Par 28/12/2020 - 08:06 • Mis à jour le 28/12/2020 - 07:49

La campagne de vaccination contre le Covid-19 commence en France. Les premières injections ont été faites hier dimanche 27 décembre dans l'hexagone à Sevran et Dijon, où les résidents d'EHPAD et leurs soignants ont reçus le traitement. Sur l'île, les doses seront reçues dans les prochaines semaines. Les EPHAD commencent donc à informer leurs résidents et leurs familles ainsi que leur personnel, et des réticences se font sentir.

    Covid-19 : la vaccination commence en France et les EHPAD de Martinique se préparent

Ce début de campagne de vaccination a été salué par le président de la République, Emmanuel Macron. "Nous avons une nouvelle arme contre le virus: le vaccin" a écrit le chef de l'Etat sur Twitter. Les EHPAD de Sevran et de Dijon ont ainsi entamé les vaccinations hier dimanche 27 décembre.

Ces vaccins, gratuits et non obligatoires, devraient arriver dans les prochaines semaines en Martinique. Les premiers patients à recevoir leurs doses seront également les soignants et les personnes âgées ou fragiles.

Dans ce contexte, les EHPAD ont initié la diffusion d'informations sur le sujet auprès des résidents et de leurs familles. A l'EHPAD Bethléem de Terreville, le personnel a commencé à alerter les résidents en passant de chambre en chambre, à écrire à leurs familles, mais également à se réunir autour de ce thème.
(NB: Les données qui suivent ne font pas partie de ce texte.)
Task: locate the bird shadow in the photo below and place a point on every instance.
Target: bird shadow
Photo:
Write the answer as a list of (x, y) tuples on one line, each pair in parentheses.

"Nous avons écrit aux familles, et avons fait le point avec les résidents, pour avoir leur consentement ou non pour ce vaccin. On a fait la même chose pour le personnel. Il appartient maintenant aux familles de faire remonter leur décision à l'établissement, pour que nous alertions l'ARS, et qu'elle mette en place la vaccination", explique Christian Littré, directeur de l'établissement Béthléem de Terreville.

Mais pour le moment, il y a encore beaucoup de réticences à recevoir les doses de vaccins.

"L'état d'esprit est partagé en ce moment : les familles penchent plus vers le refus ; les résidents hésitent, et le personnel de soin se questionne beaucoup. Tout le monde s'interroge sur la rapidité de ce vaccin, car on entend parler de la mutation de ce virus. Or si ce virus mute, l'efficacité de ce vaccin va-t-il demeurer intact dans quelques semaines ou quelques mois ?", rapporte le directeur.